Minha avó foi uma alma rara com quem tive o privilégio de conviver. Eu fui, muitas vezes, sua professora, pois ela queria muito aprender a ler e a escrever, pelo menos o seu nome. Eu tinha oito ou nove anos e ensaiava com ela os primeiros passos da minha maior aptidão. Mas o que jamais sonhara nesses momentos, é que a grande lição eu aprenderia com ela, com seu exemplo de amor, que mantém aquecido o meu coração desde a sua partida.
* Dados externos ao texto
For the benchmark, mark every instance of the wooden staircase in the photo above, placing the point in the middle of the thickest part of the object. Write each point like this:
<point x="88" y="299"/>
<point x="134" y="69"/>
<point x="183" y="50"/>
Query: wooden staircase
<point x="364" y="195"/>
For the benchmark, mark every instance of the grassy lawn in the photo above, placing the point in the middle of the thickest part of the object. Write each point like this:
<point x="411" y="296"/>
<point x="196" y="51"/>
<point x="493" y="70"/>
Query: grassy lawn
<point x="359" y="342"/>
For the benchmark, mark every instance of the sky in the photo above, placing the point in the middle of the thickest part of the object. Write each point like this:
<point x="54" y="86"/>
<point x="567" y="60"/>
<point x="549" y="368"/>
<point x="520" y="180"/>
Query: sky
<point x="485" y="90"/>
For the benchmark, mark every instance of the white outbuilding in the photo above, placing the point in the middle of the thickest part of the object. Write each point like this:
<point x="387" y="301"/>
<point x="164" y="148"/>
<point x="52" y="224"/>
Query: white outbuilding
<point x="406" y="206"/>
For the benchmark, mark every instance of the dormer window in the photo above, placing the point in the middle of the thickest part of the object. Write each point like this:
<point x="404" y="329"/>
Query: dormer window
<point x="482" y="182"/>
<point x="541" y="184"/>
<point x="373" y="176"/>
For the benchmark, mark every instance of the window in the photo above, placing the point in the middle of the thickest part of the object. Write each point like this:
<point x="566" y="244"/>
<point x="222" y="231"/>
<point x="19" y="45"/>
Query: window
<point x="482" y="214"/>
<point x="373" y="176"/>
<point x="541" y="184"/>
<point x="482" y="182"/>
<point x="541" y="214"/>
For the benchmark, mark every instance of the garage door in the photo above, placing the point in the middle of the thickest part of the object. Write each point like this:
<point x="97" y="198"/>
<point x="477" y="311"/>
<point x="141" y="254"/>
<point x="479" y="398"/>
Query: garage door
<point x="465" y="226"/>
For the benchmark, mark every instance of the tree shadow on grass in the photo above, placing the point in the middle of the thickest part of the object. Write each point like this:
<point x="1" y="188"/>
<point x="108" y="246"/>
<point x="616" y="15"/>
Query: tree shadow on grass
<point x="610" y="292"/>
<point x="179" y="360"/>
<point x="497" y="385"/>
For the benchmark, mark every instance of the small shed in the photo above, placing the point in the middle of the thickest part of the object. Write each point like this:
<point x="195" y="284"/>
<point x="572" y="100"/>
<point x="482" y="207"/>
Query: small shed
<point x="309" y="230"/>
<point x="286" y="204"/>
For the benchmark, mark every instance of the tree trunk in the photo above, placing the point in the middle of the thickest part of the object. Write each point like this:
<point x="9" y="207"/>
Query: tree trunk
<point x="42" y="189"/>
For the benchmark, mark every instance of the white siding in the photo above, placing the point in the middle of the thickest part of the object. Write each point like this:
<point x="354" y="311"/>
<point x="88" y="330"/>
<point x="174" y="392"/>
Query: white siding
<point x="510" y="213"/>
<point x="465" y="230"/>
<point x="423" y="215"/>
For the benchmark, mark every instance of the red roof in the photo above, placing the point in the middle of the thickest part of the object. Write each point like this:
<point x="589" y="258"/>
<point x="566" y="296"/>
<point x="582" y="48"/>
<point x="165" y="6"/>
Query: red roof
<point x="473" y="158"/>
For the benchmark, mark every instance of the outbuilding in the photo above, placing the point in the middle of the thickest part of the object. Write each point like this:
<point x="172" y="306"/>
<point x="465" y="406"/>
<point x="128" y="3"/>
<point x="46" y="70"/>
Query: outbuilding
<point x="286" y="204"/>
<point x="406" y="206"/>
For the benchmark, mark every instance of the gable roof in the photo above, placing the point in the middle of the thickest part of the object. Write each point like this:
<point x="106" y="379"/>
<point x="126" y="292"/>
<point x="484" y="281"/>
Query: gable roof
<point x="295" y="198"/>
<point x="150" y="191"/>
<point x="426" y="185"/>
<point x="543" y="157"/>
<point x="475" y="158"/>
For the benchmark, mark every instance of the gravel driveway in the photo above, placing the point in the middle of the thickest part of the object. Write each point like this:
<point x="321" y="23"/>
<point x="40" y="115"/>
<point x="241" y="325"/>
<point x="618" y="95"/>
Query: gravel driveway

Minha avó Severina, no nome e na vida, ensinou-me a amar o belo, a compreender melhor as diferenças e a conviver com elas; a ser mais tolerante, a amar a natureza, a cultivar Deus no coração e a apreciar a poesia.

Por isso, abro um parênteses neste momento e faço uma pequena homenagem àquela com quem troquei poemas em tantas cartas, recheadas da poesia de viver e que sempre faziam nossos olhos navegarem em lágrimas de saudade.

‘Senhora Sant’Anna subiu aos montes,

por onde ela andou deixou uma fonte;

Os anjos desceram e beberam água dela

_Ó água tão doce, senhora tão bela!’

Um dos versos que minha avó costumava recitar, cuja autoria desconheço.